Bottom Line: A lot of features, a good tool for annotating. Navigation confused me a little and I am still trying to figure out how to close a note.
SmartNote ($2.99). In my previous look at Note-taking apps, I found SmartNote to be the all around best product for note taking. This remains true and it will allow you to integrate inking with typing. SmartNote lets you create as many notebooks as you want so you can keep notes organized by topic (this would be a big plus for students). You can bookmark pages and notes to make them easy to find later, add audio recordings and use an array of pre-built widgets to add drawings, graphs, musical notations and more to your notes.
For students - especially those studying music, science or math - SmartNote is a must-have app. For business, there are a few challenges. The handwriting appearance is jaggy - even with a stylus - but gets better with experience. You only have two things to do with your notes/notebooks when you need to integrate them with other applications - Export a PDF or Email a page - which comes over as a .png file. Exporting a PDF gives you several good options: export the entire notebook or just specific pages or page range, include the notebook background or not, change the image quality to make the file smaller if you need it to be and email it or save it in a documents folder.
Your recordings can be emailed separately, but if you email the note any associated recordings do not come along with it.
Bottom Line: smartNote does a lot, but I started out looking for a quick way to take notes on the go. This is not smartNote's forte. Still if you're looking for a good note-taking program that you can work in 75% of the time, this may be it.
Penultimate ($3.99). This app advertises itself as the best handwriting note app in the App Store. Although it seems like you are paying more for the app that does the least, it's more that you are paying more for the app that focuses on doing one thing. The interface is simplicity - choose one of three line widths and six colors and start writing (or doodling, if the artistic spirit moves you). There are no boxes to get in the way, no questions of whether to type (you can't) or write. The fewer moving parts, the less to get in the way of the single purpose - taking some quick notes.

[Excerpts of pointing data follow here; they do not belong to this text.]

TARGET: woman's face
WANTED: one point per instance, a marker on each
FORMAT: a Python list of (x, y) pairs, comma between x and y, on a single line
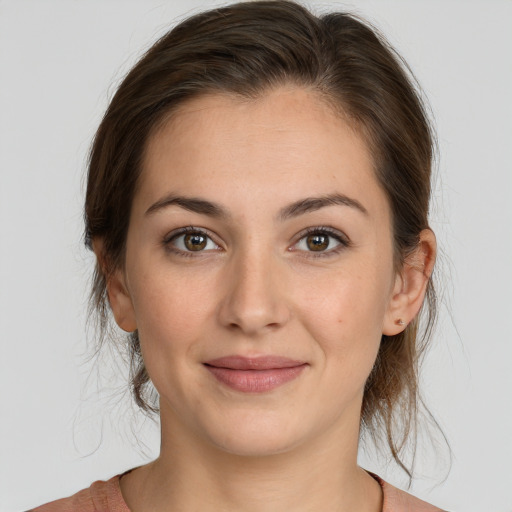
[(258, 272)]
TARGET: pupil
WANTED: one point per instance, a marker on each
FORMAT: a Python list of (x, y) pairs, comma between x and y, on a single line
[(318, 242), (195, 242)]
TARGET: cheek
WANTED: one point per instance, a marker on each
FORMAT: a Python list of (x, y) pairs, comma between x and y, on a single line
[(344, 313), (170, 310)]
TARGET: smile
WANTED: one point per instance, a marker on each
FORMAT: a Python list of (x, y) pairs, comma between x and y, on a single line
[(255, 375)]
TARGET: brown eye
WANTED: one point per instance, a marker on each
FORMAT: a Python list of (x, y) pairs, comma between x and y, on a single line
[(317, 242), (195, 241), (191, 240)]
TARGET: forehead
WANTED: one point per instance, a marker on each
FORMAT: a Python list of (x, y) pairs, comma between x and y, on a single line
[(288, 140)]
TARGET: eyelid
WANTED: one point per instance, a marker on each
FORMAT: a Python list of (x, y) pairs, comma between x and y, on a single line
[(339, 236), (176, 233)]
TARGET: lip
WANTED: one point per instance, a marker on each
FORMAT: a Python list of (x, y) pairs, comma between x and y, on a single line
[(255, 374)]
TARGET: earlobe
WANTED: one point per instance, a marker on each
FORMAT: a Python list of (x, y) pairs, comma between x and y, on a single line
[(118, 295), (411, 285), (121, 302)]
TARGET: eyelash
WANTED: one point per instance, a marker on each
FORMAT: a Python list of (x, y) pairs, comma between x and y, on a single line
[(167, 242), (343, 241)]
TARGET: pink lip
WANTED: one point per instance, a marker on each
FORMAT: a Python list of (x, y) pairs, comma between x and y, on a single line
[(255, 375)]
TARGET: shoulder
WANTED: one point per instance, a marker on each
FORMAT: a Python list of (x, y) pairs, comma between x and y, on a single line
[(104, 496), (396, 500)]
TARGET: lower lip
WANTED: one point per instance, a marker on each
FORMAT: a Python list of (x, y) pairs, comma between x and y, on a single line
[(256, 381)]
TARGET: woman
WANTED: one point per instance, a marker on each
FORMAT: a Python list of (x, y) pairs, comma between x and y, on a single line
[(257, 202)]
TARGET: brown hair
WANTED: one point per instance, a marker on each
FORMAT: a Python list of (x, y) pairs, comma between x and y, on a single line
[(245, 49)]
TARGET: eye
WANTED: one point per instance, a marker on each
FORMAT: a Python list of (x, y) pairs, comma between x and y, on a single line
[(321, 240), (190, 240)]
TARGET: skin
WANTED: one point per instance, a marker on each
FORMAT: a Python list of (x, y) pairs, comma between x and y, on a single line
[(257, 289)]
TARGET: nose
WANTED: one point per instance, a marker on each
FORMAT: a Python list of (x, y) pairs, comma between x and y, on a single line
[(254, 299)]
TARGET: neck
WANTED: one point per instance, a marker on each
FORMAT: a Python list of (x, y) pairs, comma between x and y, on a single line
[(195, 475)]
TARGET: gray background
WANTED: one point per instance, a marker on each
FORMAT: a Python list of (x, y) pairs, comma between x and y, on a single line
[(63, 420)]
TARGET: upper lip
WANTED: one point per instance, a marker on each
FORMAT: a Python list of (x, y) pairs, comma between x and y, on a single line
[(254, 363)]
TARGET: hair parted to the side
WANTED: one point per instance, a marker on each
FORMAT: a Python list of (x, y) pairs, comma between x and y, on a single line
[(246, 49)]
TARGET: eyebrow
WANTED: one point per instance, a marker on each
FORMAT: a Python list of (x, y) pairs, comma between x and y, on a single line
[(204, 207), (311, 204)]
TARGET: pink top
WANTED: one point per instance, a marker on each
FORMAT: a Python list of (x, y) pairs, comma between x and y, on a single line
[(106, 497)]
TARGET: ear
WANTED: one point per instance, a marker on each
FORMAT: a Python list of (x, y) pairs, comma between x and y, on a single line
[(411, 285), (118, 295)]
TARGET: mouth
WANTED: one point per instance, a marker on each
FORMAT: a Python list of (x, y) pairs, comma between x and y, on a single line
[(255, 375)]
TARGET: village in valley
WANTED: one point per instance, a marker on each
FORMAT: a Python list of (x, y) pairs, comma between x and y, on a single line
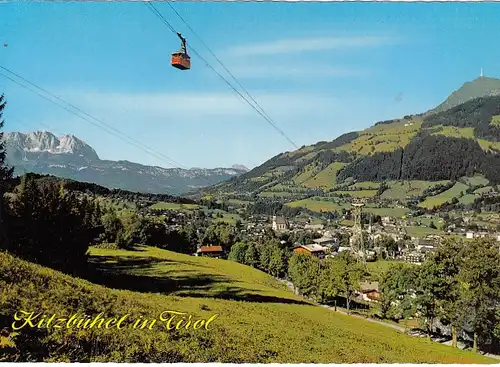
[(360, 226)]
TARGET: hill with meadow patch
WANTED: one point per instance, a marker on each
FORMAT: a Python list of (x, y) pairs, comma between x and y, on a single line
[(401, 158)]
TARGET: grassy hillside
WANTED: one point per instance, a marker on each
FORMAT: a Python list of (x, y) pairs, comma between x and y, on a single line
[(258, 322), (479, 87)]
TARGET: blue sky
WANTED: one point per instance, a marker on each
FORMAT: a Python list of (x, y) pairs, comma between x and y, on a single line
[(318, 69)]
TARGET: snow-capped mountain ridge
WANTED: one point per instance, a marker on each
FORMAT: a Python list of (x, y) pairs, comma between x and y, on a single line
[(70, 157)]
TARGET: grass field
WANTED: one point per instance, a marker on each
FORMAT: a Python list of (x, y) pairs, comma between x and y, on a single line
[(316, 205), (476, 180), (444, 197), (387, 212), (174, 206), (325, 179), (357, 194), (483, 190), (270, 194), (467, 199), (257, 320), (400, 190), (456, 132), (228, 218)]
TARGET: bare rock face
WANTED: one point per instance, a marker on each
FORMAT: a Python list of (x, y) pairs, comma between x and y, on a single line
[(69, 157)]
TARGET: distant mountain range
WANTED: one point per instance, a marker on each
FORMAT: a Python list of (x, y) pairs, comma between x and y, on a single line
[(70, 157), (460, 137)]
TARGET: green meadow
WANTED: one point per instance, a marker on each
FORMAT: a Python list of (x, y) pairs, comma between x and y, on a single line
[(254, 318)]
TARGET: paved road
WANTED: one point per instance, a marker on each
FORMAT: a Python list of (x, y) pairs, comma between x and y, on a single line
[(397, 327)]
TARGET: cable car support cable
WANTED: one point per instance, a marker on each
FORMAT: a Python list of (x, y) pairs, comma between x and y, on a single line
[(172, 29), (64, 105)]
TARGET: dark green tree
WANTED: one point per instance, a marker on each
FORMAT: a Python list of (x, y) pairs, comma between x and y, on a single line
[(5, 174)]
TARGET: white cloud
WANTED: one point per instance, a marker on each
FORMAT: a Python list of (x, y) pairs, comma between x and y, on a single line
[(308, 44)]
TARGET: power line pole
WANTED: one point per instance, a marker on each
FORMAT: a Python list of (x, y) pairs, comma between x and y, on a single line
[(357, 235)]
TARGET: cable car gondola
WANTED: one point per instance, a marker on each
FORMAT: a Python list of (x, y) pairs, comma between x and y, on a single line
[(180, 59)]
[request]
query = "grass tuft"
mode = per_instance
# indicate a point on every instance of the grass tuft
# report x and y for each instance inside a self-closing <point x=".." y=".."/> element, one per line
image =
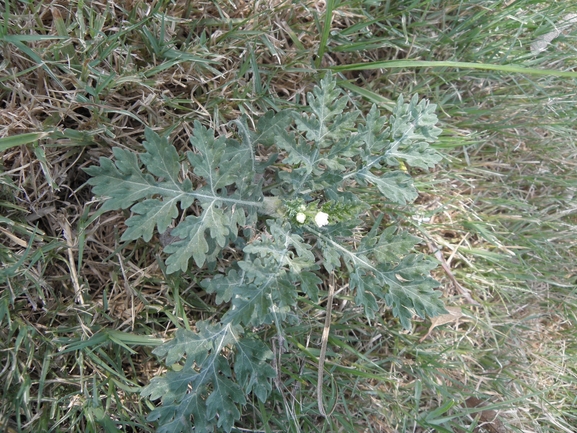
<point x="80" y="312"/>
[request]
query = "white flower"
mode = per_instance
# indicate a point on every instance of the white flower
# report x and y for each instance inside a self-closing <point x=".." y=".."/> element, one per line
<point x="321" y="219"/>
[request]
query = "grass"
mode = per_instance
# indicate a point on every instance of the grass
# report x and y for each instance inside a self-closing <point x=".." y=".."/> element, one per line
<point x="81" y="313"/>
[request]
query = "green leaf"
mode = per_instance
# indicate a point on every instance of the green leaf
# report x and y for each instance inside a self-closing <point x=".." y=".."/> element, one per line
<point x="251" y="367"/>
<point x="228" y="197"/>
<point x="204" y="388"/>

Bottom Line: It's odd as I look at my evaluation, but this is my favorite app for this purpose. Don't get me wrong: This is not an app for writing. You won't want to take copious notes in long meetings or lectures. And the export options are limited to email, which fails on one of the two things I was looking for - something to integrate with Evernote. So it seems unlikely that this should be my favorite. But its simplicity and ability to do the one thing well won me over. It looks and feels like exactly what I was looking for - a pen and a notebook.
Any of these four programs will fill the handwriting and note-taking role - some with more features, some with less. What those who like to write know is that ultimately it comes down to intangibles - the weight of a fine pen in your hand, the feel of the nib on quality paper. And so it does with these apps. If it feels right, go with it.